We absolutely do. In this case, we optimize game days
for purpose and for expertise. So service owners
can take charge of concrete technical fixes on their own service because
they're so close to it and they understand exactly what the failure
modes can be and what potential solution paths are easiest.
But game day teams that have a wide ranging view of
the infrastructure can support things like compliance exercises
or run organizational and people chaos. So,
for example, you might test your incident response mechanism,
but make sure that the first person paged is unavailable.
That could reveal some interesting insights about your incident response process,
your pager readiness, et cetera. Also the same,
I would suggest, for shared it service chaos.

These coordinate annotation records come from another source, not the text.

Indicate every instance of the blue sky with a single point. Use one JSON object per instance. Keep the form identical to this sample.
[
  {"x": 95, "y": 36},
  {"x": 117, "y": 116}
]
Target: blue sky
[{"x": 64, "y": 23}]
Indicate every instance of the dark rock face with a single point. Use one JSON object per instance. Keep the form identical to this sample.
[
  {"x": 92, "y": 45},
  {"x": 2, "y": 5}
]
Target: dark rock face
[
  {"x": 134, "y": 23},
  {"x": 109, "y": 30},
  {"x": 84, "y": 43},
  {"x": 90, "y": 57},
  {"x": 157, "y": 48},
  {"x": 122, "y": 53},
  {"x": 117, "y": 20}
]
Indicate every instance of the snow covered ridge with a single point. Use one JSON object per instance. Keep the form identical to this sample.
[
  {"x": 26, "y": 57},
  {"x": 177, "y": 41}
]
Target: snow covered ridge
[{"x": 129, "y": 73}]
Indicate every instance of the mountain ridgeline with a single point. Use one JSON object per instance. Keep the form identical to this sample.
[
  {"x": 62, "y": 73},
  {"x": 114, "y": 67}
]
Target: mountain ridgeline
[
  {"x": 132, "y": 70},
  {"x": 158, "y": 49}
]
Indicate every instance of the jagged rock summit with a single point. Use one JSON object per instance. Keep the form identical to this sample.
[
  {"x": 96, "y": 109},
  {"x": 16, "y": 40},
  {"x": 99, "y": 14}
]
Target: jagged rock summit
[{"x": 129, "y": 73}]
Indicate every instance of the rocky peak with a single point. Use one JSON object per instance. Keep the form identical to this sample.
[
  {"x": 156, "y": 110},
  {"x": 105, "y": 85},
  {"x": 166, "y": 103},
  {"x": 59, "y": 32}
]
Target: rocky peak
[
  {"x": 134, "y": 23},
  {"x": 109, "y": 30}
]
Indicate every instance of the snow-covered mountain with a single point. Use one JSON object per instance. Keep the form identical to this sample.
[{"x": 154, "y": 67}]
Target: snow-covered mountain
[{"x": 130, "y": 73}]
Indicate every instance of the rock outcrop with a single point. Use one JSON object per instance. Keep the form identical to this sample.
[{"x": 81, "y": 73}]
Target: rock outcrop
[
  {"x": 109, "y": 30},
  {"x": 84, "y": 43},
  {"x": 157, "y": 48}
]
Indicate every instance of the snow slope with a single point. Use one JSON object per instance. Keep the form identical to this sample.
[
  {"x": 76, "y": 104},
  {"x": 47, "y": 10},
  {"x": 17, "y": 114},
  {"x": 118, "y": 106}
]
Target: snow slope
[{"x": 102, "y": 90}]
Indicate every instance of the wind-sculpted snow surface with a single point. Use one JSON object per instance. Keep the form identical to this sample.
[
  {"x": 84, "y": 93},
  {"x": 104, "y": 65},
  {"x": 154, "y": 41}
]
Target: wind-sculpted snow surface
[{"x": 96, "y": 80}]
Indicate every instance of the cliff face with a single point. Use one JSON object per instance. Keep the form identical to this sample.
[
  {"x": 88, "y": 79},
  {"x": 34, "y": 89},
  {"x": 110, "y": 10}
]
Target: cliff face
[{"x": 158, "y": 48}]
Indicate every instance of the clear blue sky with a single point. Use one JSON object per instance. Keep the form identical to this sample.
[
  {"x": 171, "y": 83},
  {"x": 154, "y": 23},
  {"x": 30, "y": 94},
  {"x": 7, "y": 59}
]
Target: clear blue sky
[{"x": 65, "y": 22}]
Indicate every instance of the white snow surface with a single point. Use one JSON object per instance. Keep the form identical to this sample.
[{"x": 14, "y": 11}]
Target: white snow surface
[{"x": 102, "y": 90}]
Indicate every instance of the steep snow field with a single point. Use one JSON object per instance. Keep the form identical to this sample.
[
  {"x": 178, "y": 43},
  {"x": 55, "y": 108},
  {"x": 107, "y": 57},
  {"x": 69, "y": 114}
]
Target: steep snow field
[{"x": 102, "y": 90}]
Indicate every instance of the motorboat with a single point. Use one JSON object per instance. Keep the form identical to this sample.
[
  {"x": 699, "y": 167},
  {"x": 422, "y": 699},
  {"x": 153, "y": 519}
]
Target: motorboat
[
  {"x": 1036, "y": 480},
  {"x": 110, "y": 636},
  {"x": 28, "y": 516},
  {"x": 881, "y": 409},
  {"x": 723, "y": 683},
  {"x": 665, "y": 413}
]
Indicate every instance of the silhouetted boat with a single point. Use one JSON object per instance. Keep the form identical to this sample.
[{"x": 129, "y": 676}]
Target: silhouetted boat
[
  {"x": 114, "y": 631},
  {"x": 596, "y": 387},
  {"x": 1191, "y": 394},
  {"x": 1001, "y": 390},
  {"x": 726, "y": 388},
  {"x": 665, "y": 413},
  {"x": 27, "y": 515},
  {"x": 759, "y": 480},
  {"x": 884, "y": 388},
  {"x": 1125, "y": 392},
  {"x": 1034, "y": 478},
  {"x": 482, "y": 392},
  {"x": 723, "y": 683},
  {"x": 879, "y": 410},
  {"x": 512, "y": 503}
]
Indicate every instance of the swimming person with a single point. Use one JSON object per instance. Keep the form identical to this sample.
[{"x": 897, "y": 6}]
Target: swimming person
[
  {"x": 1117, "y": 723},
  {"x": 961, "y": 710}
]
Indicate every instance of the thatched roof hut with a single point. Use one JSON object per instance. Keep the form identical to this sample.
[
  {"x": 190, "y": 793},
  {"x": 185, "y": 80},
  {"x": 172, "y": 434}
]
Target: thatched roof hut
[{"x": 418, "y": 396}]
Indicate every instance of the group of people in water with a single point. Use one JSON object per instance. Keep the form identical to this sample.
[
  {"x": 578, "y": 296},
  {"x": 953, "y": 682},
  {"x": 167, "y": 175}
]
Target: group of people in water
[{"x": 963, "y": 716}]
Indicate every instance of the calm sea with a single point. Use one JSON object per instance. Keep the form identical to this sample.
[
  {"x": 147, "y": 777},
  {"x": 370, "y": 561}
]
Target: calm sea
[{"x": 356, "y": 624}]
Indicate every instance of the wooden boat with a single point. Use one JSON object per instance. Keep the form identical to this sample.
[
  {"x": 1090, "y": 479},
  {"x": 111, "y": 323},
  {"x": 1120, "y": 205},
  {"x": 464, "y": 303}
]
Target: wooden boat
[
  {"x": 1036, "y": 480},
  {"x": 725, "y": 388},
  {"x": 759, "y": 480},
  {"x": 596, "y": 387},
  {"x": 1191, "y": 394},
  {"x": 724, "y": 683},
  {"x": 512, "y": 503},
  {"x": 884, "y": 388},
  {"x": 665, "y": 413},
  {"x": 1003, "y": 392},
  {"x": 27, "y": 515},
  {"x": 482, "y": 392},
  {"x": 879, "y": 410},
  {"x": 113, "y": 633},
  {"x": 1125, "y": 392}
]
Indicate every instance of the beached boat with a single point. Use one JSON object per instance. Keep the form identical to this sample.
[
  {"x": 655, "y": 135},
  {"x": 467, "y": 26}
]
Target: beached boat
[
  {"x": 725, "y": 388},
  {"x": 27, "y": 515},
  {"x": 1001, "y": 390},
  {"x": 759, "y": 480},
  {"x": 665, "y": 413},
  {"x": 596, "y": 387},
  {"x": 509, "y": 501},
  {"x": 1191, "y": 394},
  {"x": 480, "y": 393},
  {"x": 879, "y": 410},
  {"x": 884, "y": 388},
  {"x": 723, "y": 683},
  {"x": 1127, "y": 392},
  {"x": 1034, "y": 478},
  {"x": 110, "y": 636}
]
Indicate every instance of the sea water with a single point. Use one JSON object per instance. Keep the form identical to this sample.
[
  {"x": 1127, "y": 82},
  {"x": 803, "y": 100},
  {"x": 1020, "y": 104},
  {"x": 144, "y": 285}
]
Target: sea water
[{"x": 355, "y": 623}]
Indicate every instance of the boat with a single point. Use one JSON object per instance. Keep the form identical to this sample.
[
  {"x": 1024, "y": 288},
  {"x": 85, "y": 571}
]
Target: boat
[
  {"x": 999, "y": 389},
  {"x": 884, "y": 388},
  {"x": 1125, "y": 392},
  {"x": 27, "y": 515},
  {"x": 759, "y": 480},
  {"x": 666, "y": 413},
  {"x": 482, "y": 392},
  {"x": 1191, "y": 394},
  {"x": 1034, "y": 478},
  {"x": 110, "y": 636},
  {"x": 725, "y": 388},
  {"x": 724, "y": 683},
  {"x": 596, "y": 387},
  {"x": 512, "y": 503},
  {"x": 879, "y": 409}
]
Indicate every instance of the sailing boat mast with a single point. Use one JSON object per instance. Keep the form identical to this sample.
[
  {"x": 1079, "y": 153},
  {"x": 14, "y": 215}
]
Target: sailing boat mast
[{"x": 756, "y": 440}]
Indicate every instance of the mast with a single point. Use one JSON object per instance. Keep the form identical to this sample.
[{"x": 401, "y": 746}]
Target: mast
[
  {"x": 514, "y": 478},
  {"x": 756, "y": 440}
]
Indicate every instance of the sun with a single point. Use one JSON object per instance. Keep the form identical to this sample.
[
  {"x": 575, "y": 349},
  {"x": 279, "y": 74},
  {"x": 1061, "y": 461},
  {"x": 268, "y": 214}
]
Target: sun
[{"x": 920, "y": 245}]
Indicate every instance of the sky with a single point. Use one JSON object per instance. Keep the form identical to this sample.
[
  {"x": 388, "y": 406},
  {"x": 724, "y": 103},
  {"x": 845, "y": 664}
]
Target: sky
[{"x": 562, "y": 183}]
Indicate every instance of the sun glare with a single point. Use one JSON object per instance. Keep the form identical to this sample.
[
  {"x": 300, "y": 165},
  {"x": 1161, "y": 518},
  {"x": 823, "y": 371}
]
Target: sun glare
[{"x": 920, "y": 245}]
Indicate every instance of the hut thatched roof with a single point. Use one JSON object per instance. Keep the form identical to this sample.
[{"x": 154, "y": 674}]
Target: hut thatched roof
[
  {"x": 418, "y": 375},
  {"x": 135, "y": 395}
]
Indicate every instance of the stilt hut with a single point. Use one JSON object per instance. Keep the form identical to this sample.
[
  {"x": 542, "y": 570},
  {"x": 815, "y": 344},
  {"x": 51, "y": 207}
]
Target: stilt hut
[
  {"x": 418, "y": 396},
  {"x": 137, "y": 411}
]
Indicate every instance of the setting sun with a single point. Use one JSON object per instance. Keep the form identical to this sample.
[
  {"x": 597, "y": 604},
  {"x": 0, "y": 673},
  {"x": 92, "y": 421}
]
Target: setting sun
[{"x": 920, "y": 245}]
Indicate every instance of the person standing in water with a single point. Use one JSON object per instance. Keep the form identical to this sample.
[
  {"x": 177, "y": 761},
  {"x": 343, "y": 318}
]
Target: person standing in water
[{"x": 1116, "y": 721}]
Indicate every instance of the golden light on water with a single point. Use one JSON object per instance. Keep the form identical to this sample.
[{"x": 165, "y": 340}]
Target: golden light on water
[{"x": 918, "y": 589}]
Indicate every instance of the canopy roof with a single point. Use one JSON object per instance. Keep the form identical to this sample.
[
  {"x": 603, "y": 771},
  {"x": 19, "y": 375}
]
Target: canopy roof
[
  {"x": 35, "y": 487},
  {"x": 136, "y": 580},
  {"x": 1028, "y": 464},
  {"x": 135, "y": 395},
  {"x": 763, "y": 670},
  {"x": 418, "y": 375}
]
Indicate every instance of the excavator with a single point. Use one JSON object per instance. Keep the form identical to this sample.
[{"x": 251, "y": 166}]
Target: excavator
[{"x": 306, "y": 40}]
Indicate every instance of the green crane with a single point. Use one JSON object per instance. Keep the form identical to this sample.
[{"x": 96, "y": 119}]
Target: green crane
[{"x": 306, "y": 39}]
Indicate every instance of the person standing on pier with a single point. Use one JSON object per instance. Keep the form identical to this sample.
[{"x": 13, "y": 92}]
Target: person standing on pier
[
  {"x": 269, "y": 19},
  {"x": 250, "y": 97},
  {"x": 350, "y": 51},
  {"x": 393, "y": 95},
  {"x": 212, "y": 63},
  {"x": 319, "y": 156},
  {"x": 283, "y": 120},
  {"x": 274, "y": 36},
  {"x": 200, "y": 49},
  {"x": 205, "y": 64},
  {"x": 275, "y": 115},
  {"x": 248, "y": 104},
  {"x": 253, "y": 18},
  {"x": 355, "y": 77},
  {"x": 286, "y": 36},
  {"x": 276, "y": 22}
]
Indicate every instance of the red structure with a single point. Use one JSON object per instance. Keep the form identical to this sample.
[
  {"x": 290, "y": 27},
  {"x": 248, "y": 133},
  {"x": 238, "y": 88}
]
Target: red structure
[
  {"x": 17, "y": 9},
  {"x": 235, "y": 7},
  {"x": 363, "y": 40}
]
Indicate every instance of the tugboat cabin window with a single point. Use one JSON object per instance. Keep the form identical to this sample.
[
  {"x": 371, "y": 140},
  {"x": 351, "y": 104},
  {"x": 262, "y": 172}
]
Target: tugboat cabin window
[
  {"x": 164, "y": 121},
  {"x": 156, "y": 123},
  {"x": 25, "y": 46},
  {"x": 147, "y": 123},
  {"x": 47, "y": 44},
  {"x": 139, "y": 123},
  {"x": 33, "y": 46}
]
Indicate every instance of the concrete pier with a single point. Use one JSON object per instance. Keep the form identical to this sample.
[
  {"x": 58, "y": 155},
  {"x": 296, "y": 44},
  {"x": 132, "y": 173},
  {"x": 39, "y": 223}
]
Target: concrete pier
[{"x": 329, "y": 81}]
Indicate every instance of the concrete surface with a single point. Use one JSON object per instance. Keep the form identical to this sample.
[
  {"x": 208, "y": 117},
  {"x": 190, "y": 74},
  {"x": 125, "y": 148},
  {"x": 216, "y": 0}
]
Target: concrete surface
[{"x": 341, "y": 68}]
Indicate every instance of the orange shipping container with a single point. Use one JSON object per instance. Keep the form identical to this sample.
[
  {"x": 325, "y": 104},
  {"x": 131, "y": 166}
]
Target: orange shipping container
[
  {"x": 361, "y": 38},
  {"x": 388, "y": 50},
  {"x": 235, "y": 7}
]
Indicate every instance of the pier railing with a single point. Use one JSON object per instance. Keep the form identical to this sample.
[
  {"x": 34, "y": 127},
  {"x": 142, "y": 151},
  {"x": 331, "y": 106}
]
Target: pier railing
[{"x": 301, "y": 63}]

So consider attacking your wiki or your operational runbook
repository, right? What happens if the document
repository with all of the instructions for incident remediation is
slow or unavailable? I bet you'll come up with some ways
that you can become redundant to that as an organization during incident
response. And finally, game day
teams continue to have a role in tabletop exercises to
help service owners scope their attacks because of their wide ranging view,
game day teams can suggest issues to service owners that
have plagued other services in the past and give them recommendations
on running generically in the public cloud. So with
that, I want to say thank you. I hope this was useful and helped
shine a light on some of the things that we experienced as we shifted
left and scaled up. We're really passionate about giving this
power to service owners because everybody has a hand in chaos and
everybody has a hand in operating their service at scale. Thanks so much and
have a great rest of the conference.